Disentangling data distribution for Federated Learning
Xinyuan Zhao, Hanlin Gu, Lixin Fan, Yuxing Han, Qiang Yang
TL;DR
This paper tackles FL inefficiency caused by entangled client data by introducing FedDistr, a diffusion-based method that disentangles client distributions into base components and aligns them on the server for one-round communication. It provides theoretical guarantees under fully disentangled and near-disentangled regimes and demonstrates empirical gains on CIFAR100 and DomainNet, achieving favorable utility and communication efficiency while preserving privacy. The approach combines latent diffusion-based distribution disentangling, assignment-based distribution alignment, and synthetic data generation for downstream training, offering a practical pathway toward highly efficient, privacy-conscious FL. Overall, FedDistr shows how distribution-level disentangling can close the gap between FL and ideal distributed systems in real-world, heterogeneous data environments.
Abstract
Federated Learning (FL) facilitates collaborative training of a global model whose performance is boosted by private data owned by distributed clients, without compromising data privacy.
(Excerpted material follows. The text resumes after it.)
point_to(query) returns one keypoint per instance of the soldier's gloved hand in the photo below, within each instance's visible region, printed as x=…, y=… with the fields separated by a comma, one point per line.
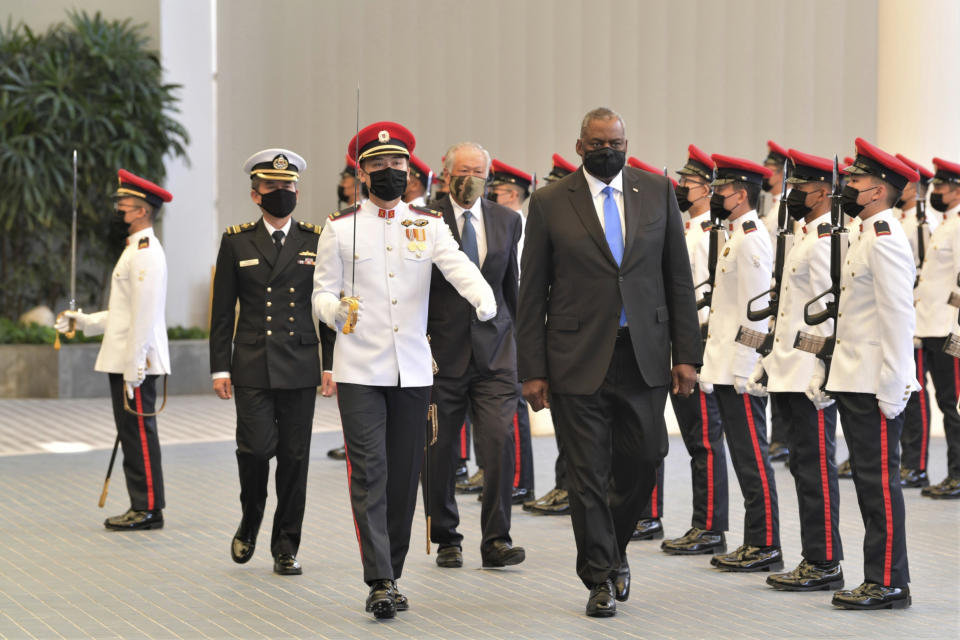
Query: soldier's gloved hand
x=754, y=385
x=63, y=320
x=890, y=410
Yet the wide applicability of FL is hindered by entanglement of data distributions across different clients. This paper demonstrates for the first time that by disentangling data distributions FL can in principle achieve efficiencies comparable to those of distributed systems, requiring only one round of communication. To this end, we propose a novel FedDistr algorithm, which employs stable diffusion models to decouple and recover data distributions. Empirical results on the CIFAR100 and DomainNet datasets show that FedDistr significantly enhances model utility and efficiency in both disentangled and near-disentangled scenarios while ensuring privacy, outperforming traditional federated learning methods.